Percy Shelley em 1819. Pintura de Amelia Curran. Acervo: National Portrait Gallery. |
Percy B. Shelley (1792-1822) é um dos maiores nomes do romantismo inglês. Um de seus momentos marcantes é o poema "Ode ao Vento Oeste" publicado em 1819.

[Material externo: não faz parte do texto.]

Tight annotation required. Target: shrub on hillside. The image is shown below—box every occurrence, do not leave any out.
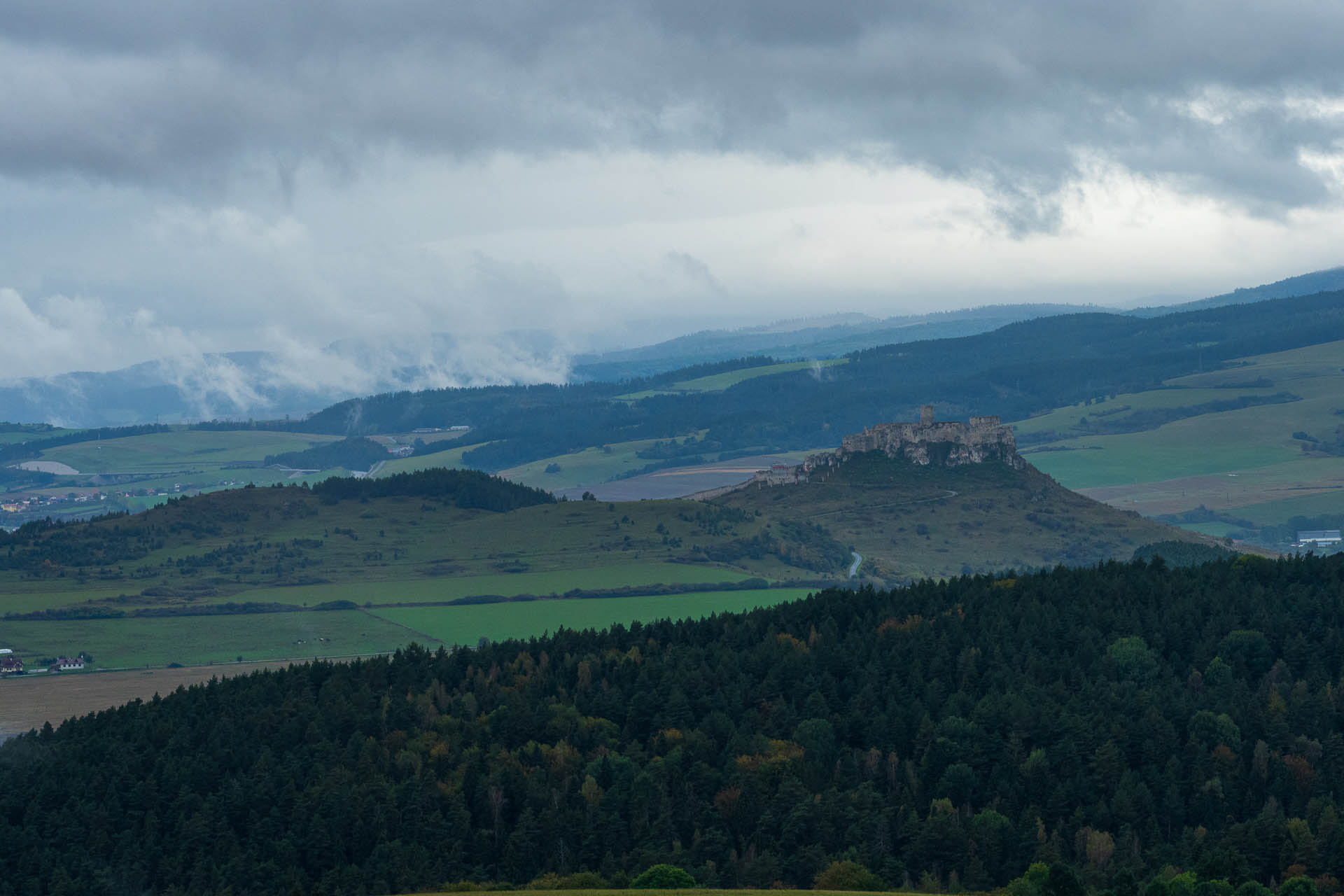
[630,864,695,889]
[812,858,884,890]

Como estamos no outono, próximos a entrada do inverno e com o olhar já buscando a primavera (como a esperança de um alívio na pandemia...), acredito que a leitura de Shelley tem elementos de identidade contemporânea com a busca de potência e de superação das limitações.
ODE AO VENTO OESTE
I
Selvagem Vento Oeste, ó tu, sopro do outono,
Invisível presença de que as folhas mortas
Fogem como fantasmas diante de algum bruxo,
Pálidas, amarelas, pretas ou vermelhas
De febre, pestilentas multidões; ó tu
Que as sementes aladas levas ao seu leito
De inverno, onde repousam frias e prostradas,
Como cadáveres nos túmulos, até
Que a tua irmã azul da primavera toque
O clarim sobre a terra sonhadora e encha
De cores e perfumes a planície e os montes,
Levando aos pastos do ar rebanhos de botões;
Espírito selvagem que por toda a parte
Te moves; destruidor e salvador, oh escuta!
II
Tu em cuja corrente, em meio à agitação
Do íngreme céu, as nuvens caem como folhas
Desses confusos ramos – Firmamento e Mar -,
Anjos da chuva e do relâmpago, as madeixas
Da tempestade que está vindo se derramam
Na superfície azul de tua vaga aérea,
Desde a fímbria sombria do horizonte ao zênite,
Como o cabelo erguido, a rebrilhar, da fronte
Da Mênade bravia, Tu, cântico fúnebre
Do ano que está morrendo, para o qual esta última
Noite será o domo de um sepulcro enorme,
Abobadado com a força congregada
De teus vapores: atmosfera espessa de onde
Chuva, fogo e granizo saltarão: oh, escuta!
III
Tu que acordaste de seus sonhos de verão
O azul Mediterrâneo, onde este era embalado
Pelo rumor de suas correntes de cristal,
Na angra de Baía, ao pé de ilhas de pedra-pomes,
E via em sonho velhas torres e palácios
No dia mais intenso da onda estremecerem,
Recobertos de musgo azul e de tão doces
Flores, que desmaiamos ao pensarmos nelas!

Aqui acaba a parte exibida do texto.